Updated: 02/06/2014 7:54 PM
Created: 02/06/2014 5:41 PM KSTP.com
By: Todd Wilson
For the first time since 2006 the City of Minneapolis is conducting an in-depth study of air quality.
Canisters that trap air were placed all over the city. The air will be analyzed by researchers.
A KSTP crew caught up with Patrick Hanlon as he hiked through a snow bank to get to a couple of canisters.
"It's a vacuum sealed canister. This is the regulator, it pulls in a sample over the course of 72 hours," he said.
Hanlon says as Minneapolis has gotten denser there are two different air quality concerns. One is going over federal standards for fine particulates, in other words, industrial and transportation pollution, then there's ground level ozone.
"One of the contributing factors to ground level ozone is an organic compound. In 2012 we had 28 days that were over health standards," Hanlon said.
Children, people with heart or lung issues, older adults and active people of all ages who exercise or work vigorously are at risk.
An initial study was done in 2006. This current study started last fall, and 120 canisters were placed throughout Minneapolis.
"We're going to take snap shots of a 120 different sampling locations around the city. We're going to do that eight times. So it's eight different snap shots four times a year over two years," he said.

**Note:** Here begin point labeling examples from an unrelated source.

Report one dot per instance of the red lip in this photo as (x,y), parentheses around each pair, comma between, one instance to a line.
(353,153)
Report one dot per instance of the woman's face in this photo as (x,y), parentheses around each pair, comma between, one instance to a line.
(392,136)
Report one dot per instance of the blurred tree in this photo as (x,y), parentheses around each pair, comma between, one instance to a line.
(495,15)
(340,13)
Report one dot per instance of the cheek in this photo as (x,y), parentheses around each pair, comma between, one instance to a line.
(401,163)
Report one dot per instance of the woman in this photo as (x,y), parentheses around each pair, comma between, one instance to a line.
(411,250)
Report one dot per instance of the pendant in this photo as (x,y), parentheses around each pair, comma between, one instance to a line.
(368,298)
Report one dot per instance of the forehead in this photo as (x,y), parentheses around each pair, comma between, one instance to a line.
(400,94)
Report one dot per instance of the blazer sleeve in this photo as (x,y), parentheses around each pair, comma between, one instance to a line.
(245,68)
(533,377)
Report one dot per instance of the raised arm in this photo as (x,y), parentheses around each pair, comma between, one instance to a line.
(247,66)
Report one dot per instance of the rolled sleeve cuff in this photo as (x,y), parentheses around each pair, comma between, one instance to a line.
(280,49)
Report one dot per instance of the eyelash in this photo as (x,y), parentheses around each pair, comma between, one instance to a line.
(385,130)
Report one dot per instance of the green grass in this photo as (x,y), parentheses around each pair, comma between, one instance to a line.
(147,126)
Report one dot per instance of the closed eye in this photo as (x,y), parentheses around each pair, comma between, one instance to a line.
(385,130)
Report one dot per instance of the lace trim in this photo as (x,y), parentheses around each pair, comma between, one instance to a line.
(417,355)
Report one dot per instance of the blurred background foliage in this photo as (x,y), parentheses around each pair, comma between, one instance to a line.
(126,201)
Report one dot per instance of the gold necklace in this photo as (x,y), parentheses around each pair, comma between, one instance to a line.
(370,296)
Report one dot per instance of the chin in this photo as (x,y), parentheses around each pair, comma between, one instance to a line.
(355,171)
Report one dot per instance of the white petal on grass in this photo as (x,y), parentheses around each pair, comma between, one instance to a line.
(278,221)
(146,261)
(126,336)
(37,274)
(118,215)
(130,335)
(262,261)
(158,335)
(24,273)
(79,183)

Hanlon says most people don't realize the long term affects of air pollution. According to the Minnesota Pollution Control Agency, air pollution, particularly fine particles, are likely responsible for a few thousand premature deaths annually.
The economic cost of premature deaths caused by air pollution is upward of $30 billion according to MPCA.
"We really want to take a look at air quality where people work, play and live in Minneapolis," said Hanlon.